Comment by woolion

2 months ago

I didn't go very far with my own benchmarks because my results were just so bad. But for example, here's a line art with the instruction to color it (I can't remember the prompt, I didn't take notes).

https://woolion.art/assets/img/ai/ai_editing.webp

It's original, ChatGPT, Flux.

Still, you can see that ChatGPT just throw everything out and does not do a minimal attempt at respecting style. Flux is quite bad, but it follows the design much more (although it gets completely confused by it) that it seems that with a whole lot of work you could get something out of it.

3 comments

woolion

vunderba 2 months ago

Yeah so NOVEL style transfer without the use of a trained LoRA is, to my knowledge, still a relatively unsolved problem. Even in SOTA models like Nano Banana Pro, if you attach several images with a distinct artistic style that is outside of its training data and use a prompt such as:

"Using the attached images as stylistic references, create an image of X"
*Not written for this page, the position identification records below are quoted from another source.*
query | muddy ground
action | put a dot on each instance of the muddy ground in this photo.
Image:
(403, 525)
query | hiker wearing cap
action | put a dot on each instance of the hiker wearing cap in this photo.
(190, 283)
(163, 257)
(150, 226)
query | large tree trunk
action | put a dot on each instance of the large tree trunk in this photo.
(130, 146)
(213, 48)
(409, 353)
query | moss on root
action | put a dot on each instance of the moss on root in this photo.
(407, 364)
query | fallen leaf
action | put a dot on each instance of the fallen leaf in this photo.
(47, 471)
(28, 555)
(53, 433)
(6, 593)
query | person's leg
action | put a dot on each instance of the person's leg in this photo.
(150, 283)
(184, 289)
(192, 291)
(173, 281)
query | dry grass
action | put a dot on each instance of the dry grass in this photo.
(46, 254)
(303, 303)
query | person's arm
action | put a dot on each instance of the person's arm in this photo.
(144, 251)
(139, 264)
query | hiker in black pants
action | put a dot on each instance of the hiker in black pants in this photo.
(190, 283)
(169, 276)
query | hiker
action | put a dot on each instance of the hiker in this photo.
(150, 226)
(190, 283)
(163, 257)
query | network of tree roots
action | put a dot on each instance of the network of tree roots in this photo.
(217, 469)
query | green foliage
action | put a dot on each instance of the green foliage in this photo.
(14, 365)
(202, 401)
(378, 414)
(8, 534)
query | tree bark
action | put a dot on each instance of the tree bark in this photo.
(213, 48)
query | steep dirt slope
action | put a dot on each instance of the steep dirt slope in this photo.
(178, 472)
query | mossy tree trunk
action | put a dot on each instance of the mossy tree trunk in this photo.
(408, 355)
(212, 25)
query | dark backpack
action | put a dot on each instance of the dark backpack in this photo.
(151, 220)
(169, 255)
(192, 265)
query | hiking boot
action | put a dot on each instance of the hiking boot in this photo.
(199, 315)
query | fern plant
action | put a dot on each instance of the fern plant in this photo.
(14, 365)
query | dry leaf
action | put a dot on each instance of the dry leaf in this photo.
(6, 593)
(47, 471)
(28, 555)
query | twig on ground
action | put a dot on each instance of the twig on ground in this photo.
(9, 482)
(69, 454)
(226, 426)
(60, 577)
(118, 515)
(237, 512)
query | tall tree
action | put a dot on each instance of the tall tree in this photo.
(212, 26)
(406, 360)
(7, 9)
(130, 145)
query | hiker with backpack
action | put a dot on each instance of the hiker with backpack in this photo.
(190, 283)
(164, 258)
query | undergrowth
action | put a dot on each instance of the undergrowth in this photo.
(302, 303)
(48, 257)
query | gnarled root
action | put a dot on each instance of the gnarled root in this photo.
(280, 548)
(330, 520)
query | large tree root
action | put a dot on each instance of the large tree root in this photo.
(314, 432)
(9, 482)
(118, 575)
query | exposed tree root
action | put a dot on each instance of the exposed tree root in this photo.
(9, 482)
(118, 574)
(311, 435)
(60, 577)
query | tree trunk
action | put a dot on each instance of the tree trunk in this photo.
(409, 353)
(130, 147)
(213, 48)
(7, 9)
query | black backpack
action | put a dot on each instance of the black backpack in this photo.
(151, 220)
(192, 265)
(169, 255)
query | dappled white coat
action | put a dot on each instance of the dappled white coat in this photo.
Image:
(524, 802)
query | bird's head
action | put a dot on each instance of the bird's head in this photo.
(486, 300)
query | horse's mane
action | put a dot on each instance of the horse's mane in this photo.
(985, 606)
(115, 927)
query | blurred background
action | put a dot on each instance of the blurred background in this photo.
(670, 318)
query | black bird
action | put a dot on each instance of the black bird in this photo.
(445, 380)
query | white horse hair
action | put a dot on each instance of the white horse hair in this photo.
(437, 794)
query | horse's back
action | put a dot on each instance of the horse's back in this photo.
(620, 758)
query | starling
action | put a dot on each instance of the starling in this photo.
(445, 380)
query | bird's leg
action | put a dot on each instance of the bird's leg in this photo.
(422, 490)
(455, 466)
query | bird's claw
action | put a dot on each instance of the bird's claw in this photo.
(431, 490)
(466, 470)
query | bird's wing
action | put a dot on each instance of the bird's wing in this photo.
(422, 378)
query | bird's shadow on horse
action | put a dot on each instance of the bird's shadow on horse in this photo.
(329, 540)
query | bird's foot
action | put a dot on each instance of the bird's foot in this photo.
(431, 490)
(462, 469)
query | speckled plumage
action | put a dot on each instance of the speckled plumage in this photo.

It's fall down pretty hard.

https://imgur.com/a/o3htsKn

woolion 2 months ago
I'm pretty sure that some model at least advertised that it would work. I also think your example was in the training data at some point least, but I suspect these styles are kind of pruned when the models are steered towards "aesthetically pleasing" outputs which are often used as benchmarks. Thanks for the replies, it's quite informative.
- vunderba 2 months ago
  
  Sure! So that image was pretty zoomed out, I've gone ahead and attached some of the reference images in greater detail:
  https://imgur.com/a/failed-style-transfer-nb-pro-o3htsKn
  Now you should be able to see that the generated image is stylistically not even close to the references (which are early works by Yoichi Kotabe). Pay careful attention to the characters.
  With locally hostable models, you can try things like Reference/Shuffle ControlNets but that's not always successful either.